These functions transform the list of equalized alignments returned by the concatenation workflow into files ready for downstream phylogenetic programs.

This article explains when to use each export function, how the main arguments affect the output, and how to choose between NEXUS and PHYLIP depending on the next analytical step.

Input required by both functions

Both writeNexus() and writePhylip() expect as input the object returned by either:

catfullGenes()
catmultGenes()

For example, using a small example dataset:

library(catGenes)

genes <- list.files(system.file("DNAlignments/Vataireoids",
                                package = "catGenes"))

Vataireoids <- list()

for (i in genes[1:3]) {
  Vataireoids[[i]] <- ape::read.nexus.data(
    system.file("DNAlignments/Vataireoids", i, package = "catGenes")
  )
}

names(Vataireoids) <- gsub("[.].*", "", names(Vataireoids))

catdf <- catfullGenes(
  Vataireoids,
  shortaxlabel = TRUE,
  missdata = TRUE
)

The object catdf is now ready to be exported with either writeNexus() or writePhylip().

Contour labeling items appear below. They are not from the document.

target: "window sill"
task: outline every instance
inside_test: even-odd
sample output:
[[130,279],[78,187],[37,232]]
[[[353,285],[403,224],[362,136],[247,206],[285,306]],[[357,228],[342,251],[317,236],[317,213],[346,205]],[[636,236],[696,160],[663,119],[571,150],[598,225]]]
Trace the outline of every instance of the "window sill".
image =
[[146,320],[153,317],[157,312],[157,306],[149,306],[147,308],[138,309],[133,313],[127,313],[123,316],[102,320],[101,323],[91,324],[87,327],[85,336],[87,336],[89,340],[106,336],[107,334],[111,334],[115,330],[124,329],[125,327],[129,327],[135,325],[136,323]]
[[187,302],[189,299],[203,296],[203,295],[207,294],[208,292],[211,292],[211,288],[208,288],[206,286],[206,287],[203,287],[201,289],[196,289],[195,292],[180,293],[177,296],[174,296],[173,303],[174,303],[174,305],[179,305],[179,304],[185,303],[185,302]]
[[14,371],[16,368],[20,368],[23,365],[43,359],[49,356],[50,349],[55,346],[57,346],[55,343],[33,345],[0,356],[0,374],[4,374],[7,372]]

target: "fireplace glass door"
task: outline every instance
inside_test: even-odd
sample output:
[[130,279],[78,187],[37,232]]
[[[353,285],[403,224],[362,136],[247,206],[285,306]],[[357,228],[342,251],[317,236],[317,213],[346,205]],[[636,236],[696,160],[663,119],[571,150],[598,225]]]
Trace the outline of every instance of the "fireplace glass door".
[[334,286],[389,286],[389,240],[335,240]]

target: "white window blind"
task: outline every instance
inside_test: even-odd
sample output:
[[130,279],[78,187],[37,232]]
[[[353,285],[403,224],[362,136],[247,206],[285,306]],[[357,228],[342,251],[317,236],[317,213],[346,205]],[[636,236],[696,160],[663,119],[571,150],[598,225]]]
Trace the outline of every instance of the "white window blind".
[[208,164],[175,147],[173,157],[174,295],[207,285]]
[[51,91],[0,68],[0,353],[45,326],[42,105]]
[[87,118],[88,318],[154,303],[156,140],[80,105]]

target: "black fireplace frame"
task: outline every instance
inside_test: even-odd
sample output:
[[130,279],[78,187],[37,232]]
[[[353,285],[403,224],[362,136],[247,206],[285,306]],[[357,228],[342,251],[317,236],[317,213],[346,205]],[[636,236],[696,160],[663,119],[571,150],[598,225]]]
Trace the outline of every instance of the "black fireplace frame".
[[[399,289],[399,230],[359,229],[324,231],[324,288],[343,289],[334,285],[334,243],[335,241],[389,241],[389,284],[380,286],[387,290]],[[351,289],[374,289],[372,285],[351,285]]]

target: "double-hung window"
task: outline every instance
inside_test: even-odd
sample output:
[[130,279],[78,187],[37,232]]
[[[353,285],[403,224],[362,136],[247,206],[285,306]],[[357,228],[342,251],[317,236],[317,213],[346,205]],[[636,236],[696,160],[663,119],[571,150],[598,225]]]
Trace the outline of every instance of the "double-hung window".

When to use `writeNexus()`

Use writeNexus() when you want:

a concatenated dataset in NEXUS format
optional interleaved or non-interleaved output
partition definitions embedded in the matrix
a preliminary MrBayes block with character sets
a file structure convenient for Bayesian phylogenetic analysis and inspection

This is often the preferred output format when the next step involves MrBayes or when a richer, more descriptive matrix format is useful.

When to use `writePhylip()`

Use writePhylip() when you want:

a concatenated dataset in PHYLIP format
a separate partition file describing locus boundaries
compatibility with downstream workflows that expect PHYLIP
a simpler matrix representation plus an external partition definition

This is especially useful when preparing datasets for software or pipelines that use PHYLIP together with a partition text file.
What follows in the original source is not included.